Мощь России в романе Сорокина подкреплена ее техническим прогрессом — любопытно, что из всех авторов (кроме Славниковой) только Сорокин использует в своей дистопии мотивы научно-фантастических, даже киберпанковских технических новшеств: машины под управлением роботов-навигаторов мчатся по двухэтажным шоссе с невиданной скоростью[377], еду подают тоже роботы, дистанционное общение происходит при помощи голограммных изображений, на каждого гражданина России заведено полное электронное досье и т. д. При этом, что любопытно, акцентируются отнюдь не эти «гаджеты», а скорее архаические предметы средневекового русского быта[378].

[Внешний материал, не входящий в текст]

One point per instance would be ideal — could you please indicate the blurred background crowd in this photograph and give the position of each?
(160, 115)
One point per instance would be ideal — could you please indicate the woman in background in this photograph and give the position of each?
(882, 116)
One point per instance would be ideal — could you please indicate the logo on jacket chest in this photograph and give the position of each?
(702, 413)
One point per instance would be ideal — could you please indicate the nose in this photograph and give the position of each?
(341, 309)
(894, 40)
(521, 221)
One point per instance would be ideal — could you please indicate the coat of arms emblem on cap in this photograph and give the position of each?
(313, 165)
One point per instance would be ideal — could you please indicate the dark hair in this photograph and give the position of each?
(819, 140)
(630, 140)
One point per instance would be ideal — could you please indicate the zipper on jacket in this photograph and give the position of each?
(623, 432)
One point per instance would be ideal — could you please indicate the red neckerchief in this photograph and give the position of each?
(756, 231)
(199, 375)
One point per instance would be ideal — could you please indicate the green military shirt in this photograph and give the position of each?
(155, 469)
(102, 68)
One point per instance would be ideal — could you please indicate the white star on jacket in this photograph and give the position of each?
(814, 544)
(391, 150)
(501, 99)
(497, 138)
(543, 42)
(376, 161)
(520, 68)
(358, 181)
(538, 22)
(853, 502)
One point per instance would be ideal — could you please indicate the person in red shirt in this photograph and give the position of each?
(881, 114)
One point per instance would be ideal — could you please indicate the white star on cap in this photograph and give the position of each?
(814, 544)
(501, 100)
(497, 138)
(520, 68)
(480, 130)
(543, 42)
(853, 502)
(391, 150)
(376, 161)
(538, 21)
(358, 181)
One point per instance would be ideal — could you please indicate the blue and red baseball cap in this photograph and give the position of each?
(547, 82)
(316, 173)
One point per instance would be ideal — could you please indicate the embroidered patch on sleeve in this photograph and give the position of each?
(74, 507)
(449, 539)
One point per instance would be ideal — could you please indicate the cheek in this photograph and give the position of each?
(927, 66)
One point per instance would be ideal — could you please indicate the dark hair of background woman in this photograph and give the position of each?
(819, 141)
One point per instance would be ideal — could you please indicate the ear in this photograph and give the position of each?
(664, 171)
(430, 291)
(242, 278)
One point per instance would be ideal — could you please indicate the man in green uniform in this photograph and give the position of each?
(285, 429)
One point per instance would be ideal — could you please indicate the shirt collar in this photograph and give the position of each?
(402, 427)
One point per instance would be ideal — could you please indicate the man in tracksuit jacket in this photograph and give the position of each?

Изоляционистские тенденции, свойственные всем рассматриваемым романам, достигают апогея в книге Сорокина (в «ЖД» Быкова этот изоляционизм, при всей противоречивости авторской позиции[379], оценивается скорее отрицательно и становится источником государственного упадка, в сатире же Сорокина Россия от полной изоляции все же преуспела). После «реставрации лапотной России» («Голубое сало»[380]) россияне «добровольно» сожгли на Красной площади свои загранпаспорта (характер этой «добровольности» хорошо понятен тем, кто жил в советские времена…), питаются исключительно репой и квасом, вместо заимствованных слов употребляют псевдорусские жаргонизмы («мерседес» стал «мерином») и демонстрируют восторг от возвращения к «исконной» — точнее, стилизованно-средневековой — идентичности. В описанной Александром Чаяновым в 1920 году Российской крестьянской республике образца 1984 (!) года мы встречаем такой же восторженный расцвет фольклорно-русского благообразия, как и у Сорокина: «Мальчишки свистали, как в старое доброе время, в глиняные петушки, как, впрочем, они свистали и при царе Иване Васильевиче и в Великом Новгороде. Двухрядная гармоника наигрывала польку с ходом. Словом, все было по-хорошему»[381]. Использовал ли Сорокин эту повесть 1920 года как образец (и оказала ли она воздействие на роман Татьяны Толстой «Кысь»), судить сложно, но сходство романа Сорокина с некоторыми элементами крестьянской утопии Чаянова и оценка описываемого симптоматичны для нашего времени, для которого характерен в том числе кризис идентичности, реализующийся и в возврате к домодерным и тоталитаристским обычаям:

«Парадоксально и, тем не менее, верно, что кризис идентичности часто вызывает регрессию к более архаичным и примитивным ценностям: поскольку „я“ отвергает непосредственно зримые структуры самости и при этом не перестает нуждаться в самости, опасаясь остаться всего лишь абстрактной функцией идентификации, его выбор начинает определяться более старыми структурами. Чувство дезориентации, характерное для любого кризиса идентичности, может, далее, увеличить шансы на успех тоталитарных идеологий: ведь они предлагают простые решения, которые могут оказаться предпочтительнее нормативного вакуума; они приманивают обещанием общности, которая была разрушена кризисом коллективной идентичности и которая по-прежнему остается предметом страстного стремления»[382].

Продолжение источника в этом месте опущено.